От теоретических попыток познать мир наука всё больше склоняется к его преобразованию. Техника создает ощущение власти над природой, и в результате рождается новая философия, для которой весь мир, а порой и сам человек — всего лишь материал для удивительных свершений. Недаром такое направление умов сами философы назовут формой безумия. А русский мыслитель Иван Ильин заметит, что самое главное и драгоценное в человеческой жизни открывается именно сердцу…

Но это будет позже, а пока в философию вместе с Декартом проникает индивидуализм. В средневековье истину определяла коллективная мысль церковных соборов, а тут… помните? «Я мыслю, следовательно, я существую». Английский философ Джон Локк пошел в этом направлении ещё дальше. Он не был догматиком и мог терпеливо обсуждать любой вопрос, а потому верил не в революции, а в реформы. Склонность предписывать, по его мнению, несовместима с любовью к истине. Кроме того, Локк был доброжелательным человеком и считал единственно достойным мотивом наших поступков — стремление к счастью или хотя бы к удовольствию. «Что двигает желанием?

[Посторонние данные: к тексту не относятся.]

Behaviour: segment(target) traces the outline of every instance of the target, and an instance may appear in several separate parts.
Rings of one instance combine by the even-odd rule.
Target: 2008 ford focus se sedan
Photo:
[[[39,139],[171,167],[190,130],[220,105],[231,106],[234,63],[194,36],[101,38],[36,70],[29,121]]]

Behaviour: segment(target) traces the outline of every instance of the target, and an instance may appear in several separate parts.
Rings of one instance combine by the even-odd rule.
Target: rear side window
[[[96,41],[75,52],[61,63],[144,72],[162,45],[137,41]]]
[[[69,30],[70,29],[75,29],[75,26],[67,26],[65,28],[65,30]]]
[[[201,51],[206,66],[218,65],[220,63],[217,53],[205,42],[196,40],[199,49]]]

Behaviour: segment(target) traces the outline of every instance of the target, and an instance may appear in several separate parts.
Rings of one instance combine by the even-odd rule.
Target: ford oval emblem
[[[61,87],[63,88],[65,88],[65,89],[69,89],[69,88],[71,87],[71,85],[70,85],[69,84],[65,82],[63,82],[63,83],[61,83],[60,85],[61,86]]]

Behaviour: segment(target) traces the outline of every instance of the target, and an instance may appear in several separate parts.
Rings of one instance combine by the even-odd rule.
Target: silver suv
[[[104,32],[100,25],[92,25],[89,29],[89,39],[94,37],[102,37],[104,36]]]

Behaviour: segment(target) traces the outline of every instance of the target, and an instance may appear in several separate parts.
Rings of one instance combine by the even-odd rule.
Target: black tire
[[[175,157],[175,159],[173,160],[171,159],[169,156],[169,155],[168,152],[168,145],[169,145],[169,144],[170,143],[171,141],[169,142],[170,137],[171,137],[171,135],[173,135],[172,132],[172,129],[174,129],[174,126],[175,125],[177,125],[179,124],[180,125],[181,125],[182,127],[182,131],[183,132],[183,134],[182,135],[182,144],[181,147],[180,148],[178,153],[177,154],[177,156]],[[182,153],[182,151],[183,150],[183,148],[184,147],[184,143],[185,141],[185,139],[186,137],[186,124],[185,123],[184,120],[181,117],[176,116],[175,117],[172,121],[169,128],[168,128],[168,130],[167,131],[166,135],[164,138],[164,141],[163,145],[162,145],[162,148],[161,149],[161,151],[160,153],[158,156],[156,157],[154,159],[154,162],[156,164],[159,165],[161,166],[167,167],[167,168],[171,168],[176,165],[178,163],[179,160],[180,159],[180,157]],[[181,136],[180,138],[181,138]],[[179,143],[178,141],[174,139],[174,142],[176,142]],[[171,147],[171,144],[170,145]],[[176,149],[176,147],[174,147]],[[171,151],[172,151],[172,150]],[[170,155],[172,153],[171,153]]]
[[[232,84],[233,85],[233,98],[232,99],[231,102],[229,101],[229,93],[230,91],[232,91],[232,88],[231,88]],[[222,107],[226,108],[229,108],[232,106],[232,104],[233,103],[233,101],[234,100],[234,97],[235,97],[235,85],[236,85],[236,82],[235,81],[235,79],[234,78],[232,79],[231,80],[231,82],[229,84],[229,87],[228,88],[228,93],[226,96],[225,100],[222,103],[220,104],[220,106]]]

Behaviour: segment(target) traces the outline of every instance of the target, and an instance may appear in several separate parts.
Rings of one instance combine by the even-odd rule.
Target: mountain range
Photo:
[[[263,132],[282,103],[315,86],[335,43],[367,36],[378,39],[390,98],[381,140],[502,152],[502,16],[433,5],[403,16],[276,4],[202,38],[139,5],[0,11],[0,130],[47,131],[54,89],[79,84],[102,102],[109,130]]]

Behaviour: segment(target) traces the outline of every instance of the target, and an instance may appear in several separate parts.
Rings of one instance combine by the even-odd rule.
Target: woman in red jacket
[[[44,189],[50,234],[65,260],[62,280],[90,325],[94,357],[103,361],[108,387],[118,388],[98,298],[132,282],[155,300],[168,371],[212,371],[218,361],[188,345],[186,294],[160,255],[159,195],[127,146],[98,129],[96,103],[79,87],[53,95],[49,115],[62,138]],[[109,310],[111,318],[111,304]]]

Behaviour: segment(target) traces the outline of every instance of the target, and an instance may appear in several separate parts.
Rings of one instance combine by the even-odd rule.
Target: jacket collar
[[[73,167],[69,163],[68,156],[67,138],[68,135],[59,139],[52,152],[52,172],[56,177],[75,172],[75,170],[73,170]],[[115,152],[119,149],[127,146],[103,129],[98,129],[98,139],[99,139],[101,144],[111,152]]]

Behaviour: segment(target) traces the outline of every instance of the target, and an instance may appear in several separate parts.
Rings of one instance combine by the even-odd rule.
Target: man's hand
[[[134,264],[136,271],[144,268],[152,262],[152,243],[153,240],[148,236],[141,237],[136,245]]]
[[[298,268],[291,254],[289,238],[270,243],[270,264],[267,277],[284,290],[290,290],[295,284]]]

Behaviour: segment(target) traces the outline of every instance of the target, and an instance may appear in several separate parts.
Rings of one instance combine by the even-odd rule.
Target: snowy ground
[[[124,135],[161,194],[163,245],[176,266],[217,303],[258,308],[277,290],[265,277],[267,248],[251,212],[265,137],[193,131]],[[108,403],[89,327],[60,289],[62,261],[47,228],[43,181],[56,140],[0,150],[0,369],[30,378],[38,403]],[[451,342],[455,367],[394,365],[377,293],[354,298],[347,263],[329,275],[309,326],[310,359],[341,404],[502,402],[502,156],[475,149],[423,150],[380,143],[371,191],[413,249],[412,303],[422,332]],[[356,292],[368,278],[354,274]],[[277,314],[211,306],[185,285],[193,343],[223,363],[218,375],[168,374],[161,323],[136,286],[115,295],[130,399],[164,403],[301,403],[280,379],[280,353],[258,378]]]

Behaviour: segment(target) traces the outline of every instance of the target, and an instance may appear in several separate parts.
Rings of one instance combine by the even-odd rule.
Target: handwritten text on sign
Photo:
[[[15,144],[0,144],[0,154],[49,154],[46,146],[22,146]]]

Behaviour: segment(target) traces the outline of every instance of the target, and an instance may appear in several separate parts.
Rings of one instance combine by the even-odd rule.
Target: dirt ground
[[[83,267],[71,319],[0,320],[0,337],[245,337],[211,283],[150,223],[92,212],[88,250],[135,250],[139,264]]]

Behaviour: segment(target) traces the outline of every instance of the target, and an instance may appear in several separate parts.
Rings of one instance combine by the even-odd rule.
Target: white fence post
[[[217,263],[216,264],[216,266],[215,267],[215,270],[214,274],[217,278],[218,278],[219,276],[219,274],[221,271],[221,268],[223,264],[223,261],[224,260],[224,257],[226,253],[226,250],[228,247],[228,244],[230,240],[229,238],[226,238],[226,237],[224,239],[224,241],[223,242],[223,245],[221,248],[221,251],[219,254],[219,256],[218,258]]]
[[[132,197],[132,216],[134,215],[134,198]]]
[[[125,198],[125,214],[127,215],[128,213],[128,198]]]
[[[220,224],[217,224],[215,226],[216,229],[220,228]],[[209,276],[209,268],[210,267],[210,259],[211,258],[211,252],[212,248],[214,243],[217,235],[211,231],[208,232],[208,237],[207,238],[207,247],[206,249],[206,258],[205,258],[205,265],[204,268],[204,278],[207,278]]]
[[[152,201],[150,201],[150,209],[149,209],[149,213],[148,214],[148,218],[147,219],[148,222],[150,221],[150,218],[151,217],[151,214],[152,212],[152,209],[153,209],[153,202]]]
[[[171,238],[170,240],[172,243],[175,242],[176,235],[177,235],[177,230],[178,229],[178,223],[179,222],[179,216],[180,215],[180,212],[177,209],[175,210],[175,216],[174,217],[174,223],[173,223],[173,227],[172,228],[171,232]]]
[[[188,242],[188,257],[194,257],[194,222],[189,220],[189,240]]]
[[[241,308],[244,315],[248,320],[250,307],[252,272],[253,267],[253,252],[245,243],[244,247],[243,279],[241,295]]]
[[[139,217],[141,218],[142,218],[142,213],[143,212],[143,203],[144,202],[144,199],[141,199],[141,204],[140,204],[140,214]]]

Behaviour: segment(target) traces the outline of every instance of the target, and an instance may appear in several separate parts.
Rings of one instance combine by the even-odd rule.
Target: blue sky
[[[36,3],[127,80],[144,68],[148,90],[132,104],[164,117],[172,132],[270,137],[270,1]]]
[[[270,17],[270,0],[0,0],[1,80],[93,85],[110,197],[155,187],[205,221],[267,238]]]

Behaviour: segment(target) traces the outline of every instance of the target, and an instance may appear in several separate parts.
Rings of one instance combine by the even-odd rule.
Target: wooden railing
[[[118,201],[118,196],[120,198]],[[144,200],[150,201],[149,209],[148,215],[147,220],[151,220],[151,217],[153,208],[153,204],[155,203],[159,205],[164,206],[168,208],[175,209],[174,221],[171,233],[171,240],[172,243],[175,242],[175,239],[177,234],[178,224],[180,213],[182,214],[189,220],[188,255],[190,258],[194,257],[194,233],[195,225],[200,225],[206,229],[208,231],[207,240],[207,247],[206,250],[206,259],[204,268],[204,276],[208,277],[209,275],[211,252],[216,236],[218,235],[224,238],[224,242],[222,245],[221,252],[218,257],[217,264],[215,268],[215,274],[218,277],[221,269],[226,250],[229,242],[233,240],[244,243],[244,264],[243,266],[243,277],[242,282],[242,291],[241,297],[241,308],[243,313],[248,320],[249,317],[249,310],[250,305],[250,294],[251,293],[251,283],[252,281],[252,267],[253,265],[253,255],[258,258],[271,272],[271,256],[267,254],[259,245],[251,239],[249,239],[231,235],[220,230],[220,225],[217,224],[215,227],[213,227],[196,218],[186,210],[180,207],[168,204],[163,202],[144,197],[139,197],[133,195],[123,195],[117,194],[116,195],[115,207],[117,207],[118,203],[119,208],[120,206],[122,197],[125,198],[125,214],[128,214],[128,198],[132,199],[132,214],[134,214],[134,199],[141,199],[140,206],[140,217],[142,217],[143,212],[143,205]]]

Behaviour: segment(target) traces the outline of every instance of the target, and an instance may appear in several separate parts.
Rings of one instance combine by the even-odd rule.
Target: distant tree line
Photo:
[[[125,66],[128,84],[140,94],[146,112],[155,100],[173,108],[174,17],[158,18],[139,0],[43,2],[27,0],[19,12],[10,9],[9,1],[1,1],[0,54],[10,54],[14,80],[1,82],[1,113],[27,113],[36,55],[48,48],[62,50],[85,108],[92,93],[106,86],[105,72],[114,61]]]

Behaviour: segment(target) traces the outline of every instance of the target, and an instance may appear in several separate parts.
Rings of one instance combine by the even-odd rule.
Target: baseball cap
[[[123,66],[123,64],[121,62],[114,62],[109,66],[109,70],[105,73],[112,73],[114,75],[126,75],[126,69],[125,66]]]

Я отвечу — счастье и только оно», — так формулирует философ. Его философия просвещенного эгоизма строилась на здравом смысле: ведь эгоистические и общественные интересы совпадают — правда, только в конечном счёте. Но люди не всегда поступают разумно, потому-то часто за ближайшими интересами не видят конечных. Значит, главная добродетель — это благоразумие. К тому же именно благоразумные становятся богатыми, напоминает Локк.

Был ли он прав насчет движущей силы счастья — вопрос спорный. Многие желания, хоть и сулят удовольствия, почему-то часто приводят к несчастьям. Может, не хватает благоразумия? Или желание движет не счастье, а страсти, как у романтически настроенных философов, которые, подобно Руссо, стремились к бурям и потрясениям? Романтики презирают удовольствия, ценят героизм и в заботах об улучшении мира легко оправдывают жестокость ради всеобщего блага. Если любители тихого индивидуального счастья считали войну безумием, то противники комфорта и покоя восхищались ею. Деньги недостойны их возвышенных душ, а сдержанность и благоразумие противны. Они любили пиратов и привидения, презирали рабов и трусов. Заботясь о свободе человека, который-де «везде в оковах», Руссо в своем «Общественном договоре» предлагал каждому гражданину безоговорочно подчиняться непогрешимой верховной власти. И убедительно доказывал, что в данном случае это «означает лишь то, что его силой заставляют быть свободным». Недаром этот «Договор» в свое время так пришелся по душе Робеспьеру, вождю французской революции. Тому самому, кто теоретически обосновал преимущества кровавой «революционной диктатуры» и сам кончил жизнь под ножом гильотины.

А позднее уже другой герой — Наполеон — вдохновлял Фихте и Ницше. Фихте славил действие, звал к преобразованию природы и общества, а его соотечественник уважал силу, войну и породу. Простых людей Ницше называет недоделанными и презирает Сократа за низкое происхождение. Победитель для него биологически лучше побежденного. Конечно, Ницше вовсе не так прост, но и в нём чувствуется возвышенная и ранимая душа Руссо: он не гонится за наслаждениями, а лишь избегает горя…

Так сторонники реформ и революций разделились на последователей Локка и Руссо. И те и другие стремились к всеобщему благу. Одни, по замечанию Б. Рассела, пришли к Рузвельту, другие — к Гитлеру.

Об истока добра и зла, о назначении человека думал и русский философ Николай Бердяев. Он писал о своём, писал о себе. Его философия непроста и порой противоречива, но многие мысли по-прежнему современны. Для Бердяева главное отличие человека от животных — не разум, а неповторимость личности, её уникальность. Верховная ценность для него не коллектив и даже не народ, не государство, а свободная личность. Однако настолько свободная, что, в отличие от кантовской, отвергает и нравственный долг, требующий не делать другому того, чего не желаешь себе. Что же получается, личность совсем без тормозов? Нет, есть один, главный — совесть. Общество искажает, насилует её, а экономическая зависимость и вовсе уродует. Но сама она свободна и не зависит от социального положения человека, его симпатий, принадлежности к партиям и т. п. Она формируется в глубинах его духа, там, где слышится голос Бога. А отношение к обществу зависит уже от того, что родилось в этих никому не подвластных глубинах.